The latest US manufacturing data has stoked fears that the world's largest economy is headed towards a recession, which may help to bring Federal Reserve policymakers in line with each other on future monetary policy. Yesterday, August's ISM Manufacturing reading of 49.1, indicated the sector moved into contraction for the first time since 2016. Any reading below 50.0 suggests a contraction, and what's perhaps more surprising than the reading itself is that forecasts were moderately bullish at 51.2. Bloomberg Economics predicts that future ISM Manufacturing readings will continue to come in under 50.0, but stressed that it takes readings in the low 40s to be consistent with a broader economic downturn in the US
The data will have investors eagerly awaiting comments from policymakers as various members of the Federal Open Market Committee (FOMC)—the committee that makes key monetary policy decisions in the US—will be speaking this week. Last month, the release of the Fed's minutes exposed divisions in the central bank over policymakers' preferred direction of interest rates in the short-term, but the latest round of weak data may align their views towards another interest rate cut. However, the question remains by how much? Futures markets are currently pricing in a 75% chance of a 25-basis point cut and a 25% chance of a 50-basis point cut this month.
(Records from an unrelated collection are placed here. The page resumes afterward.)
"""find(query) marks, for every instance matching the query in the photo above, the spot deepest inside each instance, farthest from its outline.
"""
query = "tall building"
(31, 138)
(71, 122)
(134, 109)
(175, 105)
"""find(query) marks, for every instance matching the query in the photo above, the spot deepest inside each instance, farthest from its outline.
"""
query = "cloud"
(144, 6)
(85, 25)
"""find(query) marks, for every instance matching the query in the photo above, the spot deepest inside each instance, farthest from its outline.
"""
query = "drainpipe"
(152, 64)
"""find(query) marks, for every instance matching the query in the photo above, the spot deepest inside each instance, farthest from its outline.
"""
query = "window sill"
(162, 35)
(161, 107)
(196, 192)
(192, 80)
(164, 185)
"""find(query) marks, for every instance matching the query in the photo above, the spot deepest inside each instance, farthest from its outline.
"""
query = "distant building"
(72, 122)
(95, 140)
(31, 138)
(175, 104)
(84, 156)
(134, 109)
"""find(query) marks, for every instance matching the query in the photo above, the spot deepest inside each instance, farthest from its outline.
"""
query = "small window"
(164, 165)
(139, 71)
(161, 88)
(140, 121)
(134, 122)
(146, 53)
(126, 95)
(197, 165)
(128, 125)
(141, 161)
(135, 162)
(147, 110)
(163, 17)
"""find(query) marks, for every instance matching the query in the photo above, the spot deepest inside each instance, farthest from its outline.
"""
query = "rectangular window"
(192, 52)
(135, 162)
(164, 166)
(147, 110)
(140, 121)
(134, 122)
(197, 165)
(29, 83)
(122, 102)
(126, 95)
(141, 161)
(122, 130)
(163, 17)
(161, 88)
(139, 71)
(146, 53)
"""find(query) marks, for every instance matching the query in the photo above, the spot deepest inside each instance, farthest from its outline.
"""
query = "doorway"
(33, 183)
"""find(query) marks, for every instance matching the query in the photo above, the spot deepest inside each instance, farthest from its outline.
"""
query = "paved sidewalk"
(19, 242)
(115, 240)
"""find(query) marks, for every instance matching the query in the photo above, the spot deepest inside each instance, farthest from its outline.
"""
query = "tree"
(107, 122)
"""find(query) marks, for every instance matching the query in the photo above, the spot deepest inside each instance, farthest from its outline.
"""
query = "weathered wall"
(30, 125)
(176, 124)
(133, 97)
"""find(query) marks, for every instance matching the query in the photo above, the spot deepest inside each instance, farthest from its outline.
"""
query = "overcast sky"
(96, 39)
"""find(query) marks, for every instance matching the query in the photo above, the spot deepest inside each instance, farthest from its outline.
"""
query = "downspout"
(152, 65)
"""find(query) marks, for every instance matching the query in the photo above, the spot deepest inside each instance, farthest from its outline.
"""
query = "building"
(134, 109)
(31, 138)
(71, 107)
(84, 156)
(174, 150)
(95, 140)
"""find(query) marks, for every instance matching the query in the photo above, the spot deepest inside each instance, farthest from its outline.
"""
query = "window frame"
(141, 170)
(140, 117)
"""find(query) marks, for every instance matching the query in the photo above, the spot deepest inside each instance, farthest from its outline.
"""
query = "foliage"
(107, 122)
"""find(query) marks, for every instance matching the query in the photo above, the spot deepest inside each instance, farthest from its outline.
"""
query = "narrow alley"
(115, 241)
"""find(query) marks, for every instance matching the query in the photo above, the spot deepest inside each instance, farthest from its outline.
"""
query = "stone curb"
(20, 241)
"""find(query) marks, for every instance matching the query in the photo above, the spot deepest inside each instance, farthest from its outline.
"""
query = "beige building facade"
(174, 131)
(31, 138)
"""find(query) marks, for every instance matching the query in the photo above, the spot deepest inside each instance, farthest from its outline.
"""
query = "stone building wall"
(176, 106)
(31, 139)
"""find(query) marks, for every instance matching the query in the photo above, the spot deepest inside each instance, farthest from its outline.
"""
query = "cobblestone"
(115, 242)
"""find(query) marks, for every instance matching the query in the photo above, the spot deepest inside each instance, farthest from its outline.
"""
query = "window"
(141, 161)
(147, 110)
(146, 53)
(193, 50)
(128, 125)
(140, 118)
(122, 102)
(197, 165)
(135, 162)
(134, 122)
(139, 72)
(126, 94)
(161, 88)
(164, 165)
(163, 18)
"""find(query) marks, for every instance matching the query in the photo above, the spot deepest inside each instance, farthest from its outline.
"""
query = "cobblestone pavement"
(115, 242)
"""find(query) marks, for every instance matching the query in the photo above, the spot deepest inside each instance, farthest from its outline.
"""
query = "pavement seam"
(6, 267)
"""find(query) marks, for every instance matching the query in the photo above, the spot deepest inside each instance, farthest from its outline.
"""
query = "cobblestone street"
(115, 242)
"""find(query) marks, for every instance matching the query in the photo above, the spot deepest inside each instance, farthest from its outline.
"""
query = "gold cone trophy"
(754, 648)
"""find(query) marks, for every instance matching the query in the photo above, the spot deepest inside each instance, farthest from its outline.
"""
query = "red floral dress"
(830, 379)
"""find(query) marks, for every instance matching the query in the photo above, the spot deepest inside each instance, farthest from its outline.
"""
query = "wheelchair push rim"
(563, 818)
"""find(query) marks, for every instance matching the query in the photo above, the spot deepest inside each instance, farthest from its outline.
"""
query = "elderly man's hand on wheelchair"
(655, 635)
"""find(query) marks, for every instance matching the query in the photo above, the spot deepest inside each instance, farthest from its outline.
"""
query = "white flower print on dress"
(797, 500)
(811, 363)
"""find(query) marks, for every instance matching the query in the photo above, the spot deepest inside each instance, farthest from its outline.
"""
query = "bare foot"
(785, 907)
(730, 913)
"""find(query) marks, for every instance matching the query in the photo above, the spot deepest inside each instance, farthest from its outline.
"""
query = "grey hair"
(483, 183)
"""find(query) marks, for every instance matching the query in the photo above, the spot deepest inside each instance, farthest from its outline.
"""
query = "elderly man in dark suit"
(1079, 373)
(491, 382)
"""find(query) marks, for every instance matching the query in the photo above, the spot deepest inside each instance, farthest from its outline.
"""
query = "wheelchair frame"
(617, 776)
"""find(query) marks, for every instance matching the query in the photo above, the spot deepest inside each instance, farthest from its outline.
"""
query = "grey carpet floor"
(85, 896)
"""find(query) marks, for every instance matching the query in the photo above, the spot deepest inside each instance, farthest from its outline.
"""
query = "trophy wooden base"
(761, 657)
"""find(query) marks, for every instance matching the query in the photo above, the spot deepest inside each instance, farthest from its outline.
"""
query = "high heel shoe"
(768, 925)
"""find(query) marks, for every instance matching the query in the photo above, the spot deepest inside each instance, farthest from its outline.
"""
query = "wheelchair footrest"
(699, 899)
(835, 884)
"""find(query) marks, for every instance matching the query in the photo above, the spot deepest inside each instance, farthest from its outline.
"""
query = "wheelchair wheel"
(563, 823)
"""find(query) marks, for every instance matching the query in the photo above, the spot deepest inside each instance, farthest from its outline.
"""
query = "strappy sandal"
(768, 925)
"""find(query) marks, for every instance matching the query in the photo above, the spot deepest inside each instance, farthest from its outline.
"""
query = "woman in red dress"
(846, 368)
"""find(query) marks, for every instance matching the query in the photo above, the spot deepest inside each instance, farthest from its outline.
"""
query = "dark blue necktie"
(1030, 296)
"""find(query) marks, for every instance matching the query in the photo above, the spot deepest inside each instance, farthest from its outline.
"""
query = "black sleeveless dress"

Fed members leaning towards a 50-basis point cut could see the Dollar's trade-weighted index continue its recent slide from two-year highs.
Bottom line: Certainly, the Fed's monetary policy decision is delicately intertwined with the Trump administration's ongoing trade war with China. If the Fed cuts interest rates, Trump might take a more aggressive stance with China, knowing the Fed will accommodate him. However, if the Fed doesn't cut rates, it risks the US economy falling into recession as the trade war has started to translate into weaker US economic data.
The Pound rallied overnight after slipping below 1.20 for the first time since 2017 on heightened fears of a no-deal. The bounce for Sterling was in the wake of a Parliamentary vote that defeated the government and paved the way for legislation that precludes a no-deal. Another major source of uncertainty could be Boris Johnson calling a snap election which may happen this week.
The pair is trading back above the 50-day moving average this morning allowing scope for another move higher. The potential of this could be helped by the prospect of an interest-rate cut and renewed fiscal stimulus from the European Central Bank when policymakers next meet.
The trade-weighted Dollar Index fell from over two-year highs yesterday following disappointing US ISM Manufacturing data. If the broad Dollar pullback continues, the next level of resistance for the pair will be at 1.10. Later today, ECB Presidential nominee Christine Lagarde will be speaking followed by ECB Chief Economist Philip Lane.